The biopsy needle is guided using ultrasound to ensure visualization of the needle as it pierces the kidney parenchyma. The size of the needle varies based on physician preference. Needle sizes may vary from 14-18 gauge. Care is taken not to enter the collecting system (as it would result in hematuria) or to go near the renal hilum (to prevent injury to the vessels). An illustration of ultrasound-guided percutaneous renal biopsy is depicted below.

A study by Kriegshauser et al found that operator experience, taking more than 1 specimen, and the use of the cortical tangential approach significantly improved the pathologic material obtained during native renal biopsies.[19]

In obese patients and in patients with complex kidney anatomy (eg, horseshoe kidney), renal biopsy can be performed with computed tomography (CT) guidance (see image below). CT scanning can also be used for renal biopsy whenever ultrasound cannot identify or visualize the kidney or the needle biopsy.

If no imaging is used to guide the biopsy, the patient may be asked to take several deep breaths to ensure proper needle placement before obtaining the biopsy.
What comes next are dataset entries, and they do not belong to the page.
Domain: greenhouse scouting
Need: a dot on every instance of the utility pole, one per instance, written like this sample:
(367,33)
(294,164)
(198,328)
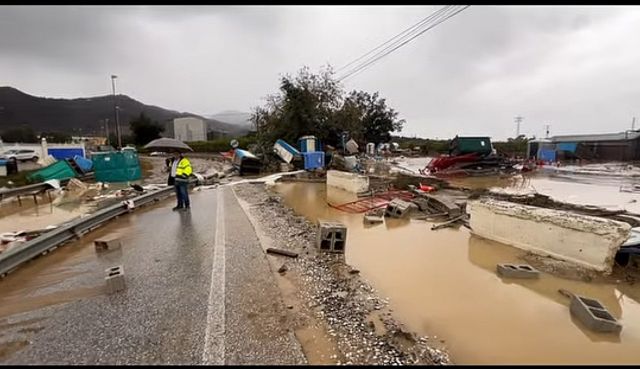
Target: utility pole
(518,119)
(106,130)
(115,108)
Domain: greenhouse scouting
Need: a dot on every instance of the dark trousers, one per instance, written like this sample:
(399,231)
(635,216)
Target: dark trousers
(182,194)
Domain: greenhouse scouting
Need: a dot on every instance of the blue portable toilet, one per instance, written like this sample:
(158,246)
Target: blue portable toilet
(308,144)
(313,160)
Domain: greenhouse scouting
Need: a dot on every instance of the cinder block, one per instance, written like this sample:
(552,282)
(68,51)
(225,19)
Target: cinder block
(332,236)
(594,315)
(115,279)
(422,203)
(107,243)
(373,219)
(517,271)
(398,208)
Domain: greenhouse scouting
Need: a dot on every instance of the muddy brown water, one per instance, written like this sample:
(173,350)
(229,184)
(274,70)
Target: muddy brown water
(443,283)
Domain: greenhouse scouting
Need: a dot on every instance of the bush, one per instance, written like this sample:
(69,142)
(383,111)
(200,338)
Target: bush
(222,144)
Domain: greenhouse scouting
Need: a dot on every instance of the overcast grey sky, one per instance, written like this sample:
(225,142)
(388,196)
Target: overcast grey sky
(575,68)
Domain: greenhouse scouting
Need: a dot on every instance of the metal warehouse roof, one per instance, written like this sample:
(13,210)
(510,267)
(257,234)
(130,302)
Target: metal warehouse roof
(628,135)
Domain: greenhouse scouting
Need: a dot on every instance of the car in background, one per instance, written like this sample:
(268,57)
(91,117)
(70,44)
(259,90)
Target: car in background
(20,155)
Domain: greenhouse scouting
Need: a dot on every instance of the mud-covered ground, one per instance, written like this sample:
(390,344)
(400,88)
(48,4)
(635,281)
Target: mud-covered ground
(332,299)
(154,170)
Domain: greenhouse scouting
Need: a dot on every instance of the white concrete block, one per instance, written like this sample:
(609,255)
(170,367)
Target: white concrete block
(588,241)
(351,182)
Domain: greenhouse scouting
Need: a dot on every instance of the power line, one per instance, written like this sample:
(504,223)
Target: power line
(423,24)
(363,66)
(410,29)
(367,64)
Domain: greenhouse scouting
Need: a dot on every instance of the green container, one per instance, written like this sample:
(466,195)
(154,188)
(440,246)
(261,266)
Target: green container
(58,170)
(116,166)
(468,145)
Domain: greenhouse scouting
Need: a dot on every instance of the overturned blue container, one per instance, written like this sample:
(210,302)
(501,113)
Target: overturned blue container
(84,164)
(308,144)
(313,160)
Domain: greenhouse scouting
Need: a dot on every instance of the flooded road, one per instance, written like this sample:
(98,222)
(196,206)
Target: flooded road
(444,283)
(600,189)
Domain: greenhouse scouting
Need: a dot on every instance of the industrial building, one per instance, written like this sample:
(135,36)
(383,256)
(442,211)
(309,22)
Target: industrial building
(187,129)
(622,146)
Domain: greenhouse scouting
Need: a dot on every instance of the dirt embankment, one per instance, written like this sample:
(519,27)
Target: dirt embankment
(337,313)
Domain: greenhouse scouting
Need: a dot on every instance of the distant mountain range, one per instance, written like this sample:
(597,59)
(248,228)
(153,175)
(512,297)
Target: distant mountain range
(234,117)
(84,116)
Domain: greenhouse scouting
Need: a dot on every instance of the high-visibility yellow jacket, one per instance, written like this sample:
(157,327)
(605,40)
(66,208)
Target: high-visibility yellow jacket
(184,168)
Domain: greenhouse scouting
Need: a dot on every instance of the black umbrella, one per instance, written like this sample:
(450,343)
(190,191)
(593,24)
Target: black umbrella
(168,144)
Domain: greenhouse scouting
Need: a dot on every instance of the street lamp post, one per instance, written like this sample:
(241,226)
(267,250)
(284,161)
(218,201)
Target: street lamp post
(115,108)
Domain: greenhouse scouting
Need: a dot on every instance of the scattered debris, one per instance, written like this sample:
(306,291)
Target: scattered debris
(115,279)
(449,223)
(107,243)
(283,269)
(592,313)
(517,271)
(399,208)
(290,254)
(332,236)
(373,219)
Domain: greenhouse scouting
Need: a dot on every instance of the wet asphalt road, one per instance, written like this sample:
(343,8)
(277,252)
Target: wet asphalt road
(199,291)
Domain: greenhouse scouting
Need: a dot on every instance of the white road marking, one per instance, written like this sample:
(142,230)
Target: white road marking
(214,344)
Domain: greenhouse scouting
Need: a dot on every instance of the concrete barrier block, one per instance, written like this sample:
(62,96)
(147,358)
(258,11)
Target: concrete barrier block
(587,241)
(351,182)
(107,243)
(373,219)
(594,315)
(332,236)
(517,271)
(115,279)
(399,208)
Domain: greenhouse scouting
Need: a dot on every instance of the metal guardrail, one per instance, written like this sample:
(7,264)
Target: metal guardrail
(75,229)
(23,190)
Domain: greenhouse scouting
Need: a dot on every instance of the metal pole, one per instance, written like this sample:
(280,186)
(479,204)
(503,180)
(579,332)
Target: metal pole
(106,127)
(115,108)
(518,119)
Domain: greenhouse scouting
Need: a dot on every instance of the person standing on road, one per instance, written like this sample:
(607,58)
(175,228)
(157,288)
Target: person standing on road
(171,180)
(181,170)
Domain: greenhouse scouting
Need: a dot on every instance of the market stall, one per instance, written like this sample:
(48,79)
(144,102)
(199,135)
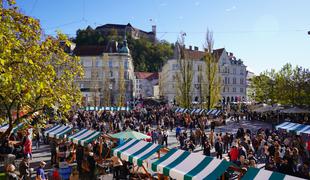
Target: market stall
(4,127)
(84,137)
(258,174)
(137,152)
(180,164)
(295,127)
(130,134)
(58,131)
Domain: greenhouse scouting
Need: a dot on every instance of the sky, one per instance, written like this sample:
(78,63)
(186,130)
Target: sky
(265,34)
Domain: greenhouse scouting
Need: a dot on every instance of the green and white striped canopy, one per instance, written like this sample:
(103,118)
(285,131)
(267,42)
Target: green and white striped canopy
(135,151)
(4,127)
(179,164)
(58,131)
(84,137)
(261,174)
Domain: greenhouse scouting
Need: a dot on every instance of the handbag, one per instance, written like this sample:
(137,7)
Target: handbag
(85,165)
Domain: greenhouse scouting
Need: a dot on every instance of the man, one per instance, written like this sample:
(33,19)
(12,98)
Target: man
(24,169)
(28,146)
(219,148)
(40,172)
(53,146)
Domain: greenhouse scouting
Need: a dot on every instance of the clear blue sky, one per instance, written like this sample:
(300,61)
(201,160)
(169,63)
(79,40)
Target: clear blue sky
(264,33)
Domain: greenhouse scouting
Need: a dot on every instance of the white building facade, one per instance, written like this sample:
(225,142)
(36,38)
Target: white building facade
(233,76)
(100,67)
(145,83)
(232,73)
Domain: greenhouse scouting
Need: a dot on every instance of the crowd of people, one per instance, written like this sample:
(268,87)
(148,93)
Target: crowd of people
(274,150)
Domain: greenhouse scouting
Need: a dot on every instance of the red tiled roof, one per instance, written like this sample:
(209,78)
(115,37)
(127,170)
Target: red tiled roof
(194,54)
(146,75)
(218,52)
(89,50)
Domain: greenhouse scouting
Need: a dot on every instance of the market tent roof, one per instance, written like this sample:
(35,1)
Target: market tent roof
(135,151)
(4,127)
(58,131)
(84,137)
(258,174)
(179,164)
(129,135)
(295,110)
(214,112)
(298,128)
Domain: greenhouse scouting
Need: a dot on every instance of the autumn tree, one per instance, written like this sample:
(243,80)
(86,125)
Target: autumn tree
(121,84)
(184,76)
(212,86)
(34,73)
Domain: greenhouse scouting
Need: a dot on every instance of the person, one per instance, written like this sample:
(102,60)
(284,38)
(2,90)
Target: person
(10,174)
(40,171)
(28,146)
(74,175)
(53,147)
(117,163)
(56,175)
(219,149)
(24,168)
(92,165)
(207,149)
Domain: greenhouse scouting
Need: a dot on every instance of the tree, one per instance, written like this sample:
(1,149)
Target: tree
(213,82)
(34,73)
(184,76)
(106,86)
(121,85)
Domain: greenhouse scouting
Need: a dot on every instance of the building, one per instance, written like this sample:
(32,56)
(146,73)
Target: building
(233,76)
(168,80)
(145,83)
(231,71)
(107,74)
(121,29)
(250,91)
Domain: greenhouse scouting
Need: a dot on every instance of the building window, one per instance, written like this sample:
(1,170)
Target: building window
(175,66)
(87,73)
(126,75)
(126,64)
(110,64)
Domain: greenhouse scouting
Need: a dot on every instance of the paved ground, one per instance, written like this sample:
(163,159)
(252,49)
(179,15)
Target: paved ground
(43,153)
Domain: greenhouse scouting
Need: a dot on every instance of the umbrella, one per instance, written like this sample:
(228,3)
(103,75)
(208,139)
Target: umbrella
(129,135)
(295,110)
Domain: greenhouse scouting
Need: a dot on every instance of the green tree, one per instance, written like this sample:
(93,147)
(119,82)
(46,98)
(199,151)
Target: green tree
(212,85)
(34,73)
(184,76)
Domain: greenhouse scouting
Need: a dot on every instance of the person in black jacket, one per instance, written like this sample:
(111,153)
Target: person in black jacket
(219,148)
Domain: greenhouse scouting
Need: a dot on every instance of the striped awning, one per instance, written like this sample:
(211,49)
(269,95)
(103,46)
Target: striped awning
(179,164)
(84,137)
(214,112)
(295,127)
(135,151)
(4,127)
(259,174)
(57,131)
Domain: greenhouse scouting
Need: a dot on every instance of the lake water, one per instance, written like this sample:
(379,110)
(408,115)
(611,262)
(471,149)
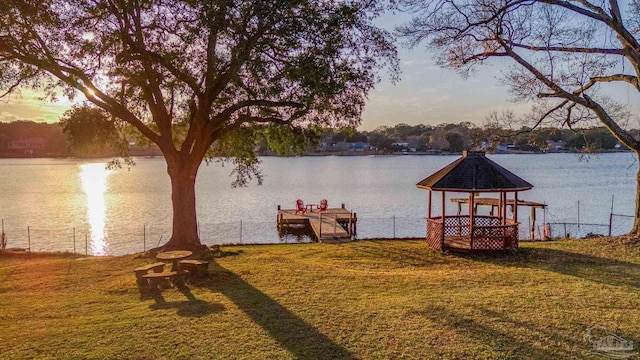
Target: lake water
(78,205)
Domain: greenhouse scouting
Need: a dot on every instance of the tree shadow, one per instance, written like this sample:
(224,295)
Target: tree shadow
(588,267)
(190,308)
(472,331)
(300,338)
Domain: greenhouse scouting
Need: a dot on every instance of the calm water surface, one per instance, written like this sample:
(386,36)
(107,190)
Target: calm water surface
(67,204)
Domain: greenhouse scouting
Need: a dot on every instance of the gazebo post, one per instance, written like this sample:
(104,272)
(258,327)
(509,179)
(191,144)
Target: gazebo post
(472,200)
(504,208)
(443,224)
(429,205)
(515,206)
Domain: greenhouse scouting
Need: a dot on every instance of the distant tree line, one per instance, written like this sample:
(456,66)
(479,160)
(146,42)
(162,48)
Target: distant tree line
(467,136)
(447,138)
(44,140)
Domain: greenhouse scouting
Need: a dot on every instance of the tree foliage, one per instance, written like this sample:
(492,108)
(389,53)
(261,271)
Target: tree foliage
(186,74)
(563,54)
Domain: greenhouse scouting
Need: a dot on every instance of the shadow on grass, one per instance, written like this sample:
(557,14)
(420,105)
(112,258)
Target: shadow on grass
(418,257)
(297,336)
(190,308)
(533,344)
(588,267)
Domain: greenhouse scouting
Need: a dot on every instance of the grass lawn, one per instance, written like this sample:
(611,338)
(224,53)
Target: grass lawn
(360,300)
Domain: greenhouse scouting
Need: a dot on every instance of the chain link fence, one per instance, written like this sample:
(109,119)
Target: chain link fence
(114,240)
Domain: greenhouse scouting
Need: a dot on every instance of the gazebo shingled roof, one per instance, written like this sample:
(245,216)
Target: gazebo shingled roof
(474,172)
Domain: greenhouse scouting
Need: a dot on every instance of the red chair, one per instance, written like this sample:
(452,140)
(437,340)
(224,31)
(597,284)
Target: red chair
(300,208)
(323,205)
Transjugular kidney biopsy

Initially performed in the 1990s, the transjugular kidney biopsy is most commonly performed for patients requiring a simultaneous liver/kidney biopsy. Some case series showed no difference in the diagnostic yield or the complication rate compared with PRB. Potential complications are contrast-induced nephropathy as well as capsular perforation that could require coil embolization.[20]  

Surgical biopsy

Laparoscopic kidney biopsy, performed by urologists, can be the best approach in cases of morbidly obese patients, failed attempts at PRB, severe coagulopathy, a solitary kidney, or very complex anatomy. The major advantages are direct visualization and a biopsy of the kidney with good hemostatic control of the biopsy site. The biopsy material is usually abundant and sufficient to make the diagnosis of the underlying condition.[21]

Perioperative renal biopsy

In some cases, a urologist may obtain a piece of renal tissue to determine whether it is benign or malignant or to determine whether the margins of resection are negative. For instance, a urologist performing a partial nephrectomy may take a renal biopsy at the surgical bed to ensure that no tumor is left behind before continuing with the renorrhaphy. This can be approached in the same manner as the partial nephrectomy—robotic, purely laparoscopic, or the traditional open approach.

The Banff grading system for renal biopsy of transplant allograft

The goal of the Banff process is integration of advances in histologic, serologic, and molecular diagnostic techniques to produce a consensus-based reporting system that offers precise composite scores and accurate routine diagnostics of allograft dysfunction and rejection.

The mainstay for interpretation of biopsy results from renal transplant allograft is based on the Banff grading system. This grading system allocates a score from 0 to 3 to each element analyzed by the pathologies: ie, hyaline arteriolar thickening, arteriolar hyalinosis, cg (glomerular double contours), ci (interstitial fibrosis), ct (tubular atrophy), i (inflammation), i-IFTA (interstitial inflammation in areas of interstitial fibrosis and tubular atrophy), mm (mesangial matrix expansion), ptc (peritubular capillaritis), PTC (peritubular capillary), t (tubulitis), v (intimal arteritis), and C4d (complement activation) scores.[22]